Conséquence, j’attendais beaucoup du débat télévisé orchestré le lendemain soir par Yves Calvi dans Mots Croisés . Cette fois ci le fond allait l’emporter sur la forme. Mais très vite, en dépit de la présence de journalistes dits observateurs, la conversation a pris les traits d’une guéguerre stérile et dépassée entre Manuel Valls et Jean François Copé : à chacun ses chiffres, duel de petites phrases inutiles, et indifférence à l’égard des autres candidats comme si la prédiction de sondages éliminait de facto tous les autres prétendants. Une condescendance mal à propos compte tenu de la pauvreté de l’échange.

En somme, le PS s’extasie après le discours du Bourget, l’UMP crie à l’imposture et à l’irréalisme et puis… rien ! Yves Calvi ne parvient pas à amener ses invités aux delà des clichés. Mots Croisés livre alors un débat de politique politicienne des plus traditionnels et pas forcément des plus intéressants.

Des paroles et des actes, jeudi soir – 5,4 millions de téléspectateurs, 21,8% de part d’audience

Après la grande épopée lyrique de dimanche au Bourget et la non-analyse de lundi soir, l’enjeu pour François Hollande était ce jeudi de convaincre que l’on peut être de gauche et pragmatique. Si la télévision est la fenêtre de campagne sur une large partie de la population française, elle est aussi un examen de crédibilité pour les candidats.

Mis à part le débat ultra technique avec Alain Juppé qui a plus déstabilisé le téléspectateur que François Hollande , les journalistes se sont contentés encore une fois de travailler seulement la forme. Doit-on contrarier sa nature pour être président de la République ? Le candidat socialiste admet volontiers que la construction d’un personnage de présidentiable fait partie de la campagne et que cette transformation doit être au service des idées que l’on défend.

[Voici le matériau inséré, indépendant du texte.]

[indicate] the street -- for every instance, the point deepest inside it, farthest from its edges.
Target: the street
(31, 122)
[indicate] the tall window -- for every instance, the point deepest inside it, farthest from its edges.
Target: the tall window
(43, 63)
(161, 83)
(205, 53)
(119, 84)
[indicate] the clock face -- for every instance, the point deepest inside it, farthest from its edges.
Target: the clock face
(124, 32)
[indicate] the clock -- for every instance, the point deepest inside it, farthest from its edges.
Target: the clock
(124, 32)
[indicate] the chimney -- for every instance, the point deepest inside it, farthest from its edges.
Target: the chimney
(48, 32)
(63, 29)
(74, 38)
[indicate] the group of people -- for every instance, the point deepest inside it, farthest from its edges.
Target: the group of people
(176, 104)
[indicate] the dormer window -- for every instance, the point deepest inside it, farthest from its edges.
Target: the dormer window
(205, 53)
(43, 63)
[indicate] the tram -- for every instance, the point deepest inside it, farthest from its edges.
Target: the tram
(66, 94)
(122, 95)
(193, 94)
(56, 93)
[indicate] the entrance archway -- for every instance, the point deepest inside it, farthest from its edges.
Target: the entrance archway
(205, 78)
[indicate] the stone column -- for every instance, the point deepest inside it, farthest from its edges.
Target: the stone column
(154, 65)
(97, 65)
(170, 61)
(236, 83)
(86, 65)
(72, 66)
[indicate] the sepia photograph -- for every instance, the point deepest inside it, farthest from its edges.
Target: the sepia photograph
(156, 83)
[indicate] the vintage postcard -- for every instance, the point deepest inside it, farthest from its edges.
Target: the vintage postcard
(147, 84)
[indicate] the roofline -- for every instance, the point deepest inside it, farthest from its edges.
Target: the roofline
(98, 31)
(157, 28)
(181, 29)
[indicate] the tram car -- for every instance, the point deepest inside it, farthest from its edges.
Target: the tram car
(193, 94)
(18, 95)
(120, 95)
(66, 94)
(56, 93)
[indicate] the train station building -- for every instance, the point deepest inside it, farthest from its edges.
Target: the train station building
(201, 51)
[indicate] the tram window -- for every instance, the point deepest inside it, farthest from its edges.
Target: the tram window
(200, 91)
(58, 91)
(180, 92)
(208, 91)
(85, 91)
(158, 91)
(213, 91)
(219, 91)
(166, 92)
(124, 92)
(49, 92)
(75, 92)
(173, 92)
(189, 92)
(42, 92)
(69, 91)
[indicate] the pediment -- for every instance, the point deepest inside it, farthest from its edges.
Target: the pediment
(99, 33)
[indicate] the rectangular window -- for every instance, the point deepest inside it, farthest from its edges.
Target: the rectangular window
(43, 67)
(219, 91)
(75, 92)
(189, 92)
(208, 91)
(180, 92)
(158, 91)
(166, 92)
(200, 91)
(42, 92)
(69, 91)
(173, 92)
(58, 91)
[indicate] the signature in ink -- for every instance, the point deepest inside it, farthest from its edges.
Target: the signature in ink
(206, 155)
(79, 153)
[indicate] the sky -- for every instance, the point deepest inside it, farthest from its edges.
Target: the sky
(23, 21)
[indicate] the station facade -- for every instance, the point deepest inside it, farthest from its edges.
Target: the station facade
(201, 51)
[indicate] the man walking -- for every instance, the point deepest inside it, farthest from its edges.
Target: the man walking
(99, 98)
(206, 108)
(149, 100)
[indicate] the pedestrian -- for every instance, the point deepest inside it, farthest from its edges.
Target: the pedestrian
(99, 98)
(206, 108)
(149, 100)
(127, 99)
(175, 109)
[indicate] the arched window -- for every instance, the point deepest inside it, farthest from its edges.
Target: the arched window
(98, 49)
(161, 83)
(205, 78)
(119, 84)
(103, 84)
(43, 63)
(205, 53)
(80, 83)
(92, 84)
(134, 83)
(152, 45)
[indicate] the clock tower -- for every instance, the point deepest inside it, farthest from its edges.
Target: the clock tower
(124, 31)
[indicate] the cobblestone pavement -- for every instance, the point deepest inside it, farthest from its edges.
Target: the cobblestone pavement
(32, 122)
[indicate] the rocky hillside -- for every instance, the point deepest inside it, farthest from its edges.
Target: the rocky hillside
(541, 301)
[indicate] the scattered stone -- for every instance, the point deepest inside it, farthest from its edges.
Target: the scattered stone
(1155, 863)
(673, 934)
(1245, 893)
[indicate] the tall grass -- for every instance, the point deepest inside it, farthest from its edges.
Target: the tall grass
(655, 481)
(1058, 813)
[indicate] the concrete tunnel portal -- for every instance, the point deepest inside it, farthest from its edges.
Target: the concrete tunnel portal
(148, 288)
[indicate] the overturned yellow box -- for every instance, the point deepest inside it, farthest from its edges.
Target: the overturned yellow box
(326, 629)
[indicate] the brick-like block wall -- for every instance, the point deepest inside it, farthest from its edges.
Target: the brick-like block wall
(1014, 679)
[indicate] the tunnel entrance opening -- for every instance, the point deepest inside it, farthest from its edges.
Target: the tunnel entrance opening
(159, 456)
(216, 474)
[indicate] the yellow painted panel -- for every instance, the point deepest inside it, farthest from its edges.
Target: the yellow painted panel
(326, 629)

La faute à un système établi ? Depuis 1958, la France de la Ve République accorde sa confiance à un homme en jetant un œil seulement sur les grandes lignes du projet souvent porté par une communication habile. Etre Président de la République est une vocation, pas un métier. C’est la culture de l’homme providentiel. Et François Hollande pour l’heure ne l’incarnerait pas ! C’est tout l’enjeu de sa campagne mais nous sommes encore et toujours sur la forme.

Et les attaques de l’UMP en restant sur ce terrain là ne produisent rien d’efficace . Au lendemain de l’émission, c’est l’arrogance du candidat socialiste qui est attaqué et les pics tournent autour de ce thème.

A la fin de cette semaine médiatique éprouvante, on retiendra que trop de communication tue la communication et trop d’assurance est contre productif. Mais avant que Sarko TV ouvre son programme, Canal Hollande a su rester efficace sur la forme.

La forme ; cette matière que le pouvoir de l’image transforme en fond, mais ce n’est qu’une illusion . Un mirage. Certes, rien de nouveau en 2012 sur ces pratiques politico médiatiques en campagne électorale. L'image est un miroir déformant et les politques aiment s'y complaire. De ce point de vue, le changement n’est pas pour maintenant.